Es bleibt trotzdem das ungute Gefühl der wachsenden Distanz zwischen Fan und dem Massenevent Fußball. Die Wirtschaftlichkeit von Clubs steht selbstverständlich im Fokus der jeweiligen Vereine, so ist beispielsweise der BVB Dortmund ein börsennotiertes Unternehmen und denkt auch an seine Aktionäre. Zur Unterbindung des ausufernden Einflusses von verschiedensten Investoren und vermögenden Interessenten im internationalen Fußballgeschäft steckte die UEFA die Regeln des Financial Fairplays ab.
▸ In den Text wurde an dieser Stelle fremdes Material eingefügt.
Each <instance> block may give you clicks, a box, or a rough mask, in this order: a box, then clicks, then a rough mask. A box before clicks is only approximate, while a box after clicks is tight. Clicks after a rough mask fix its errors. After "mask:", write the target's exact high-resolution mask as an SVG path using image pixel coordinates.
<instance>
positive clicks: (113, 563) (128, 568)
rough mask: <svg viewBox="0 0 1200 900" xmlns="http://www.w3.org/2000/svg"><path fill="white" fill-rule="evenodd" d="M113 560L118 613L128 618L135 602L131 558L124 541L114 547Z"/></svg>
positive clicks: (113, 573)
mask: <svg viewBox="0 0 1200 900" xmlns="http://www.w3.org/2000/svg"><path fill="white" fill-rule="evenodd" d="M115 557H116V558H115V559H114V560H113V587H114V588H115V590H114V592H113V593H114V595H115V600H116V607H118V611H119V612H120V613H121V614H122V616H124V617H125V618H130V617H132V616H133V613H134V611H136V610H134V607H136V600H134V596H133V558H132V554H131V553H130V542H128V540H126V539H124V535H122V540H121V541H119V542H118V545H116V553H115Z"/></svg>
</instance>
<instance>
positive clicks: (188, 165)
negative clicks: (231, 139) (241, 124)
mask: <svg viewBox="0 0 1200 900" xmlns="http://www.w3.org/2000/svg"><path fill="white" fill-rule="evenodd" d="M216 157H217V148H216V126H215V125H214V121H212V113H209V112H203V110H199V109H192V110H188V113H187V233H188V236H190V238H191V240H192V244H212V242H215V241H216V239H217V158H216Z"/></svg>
Das System sollte den Sport vor einer Entfremdung schützen, ist aber nach dem dennoch möglichen 222-Millionen-Neymar-Deal hinsichtlich seiner Funktionsfähigkeit in die Kritik geraten . Eine Ökonomisierung des Sports ist unvermeidbar wie auch sinnvoll, braucht aber klare Regeln und Grenzen. Der sportliche Wettbewerb hört im Ringen um die größten Talente nicht auf, hier entwickelt er sich. Die Fußballverbände sind deshalb in der Verantwortung, für diesen Wettbewerb sinnvolle Regeln zu erstellen und konsequent durchzusetzen, um somit den Rahmen für einen zukunftsfähigen Fußball zu gewährleisten, der auch von Fans als fair und sportlich empfunden wird.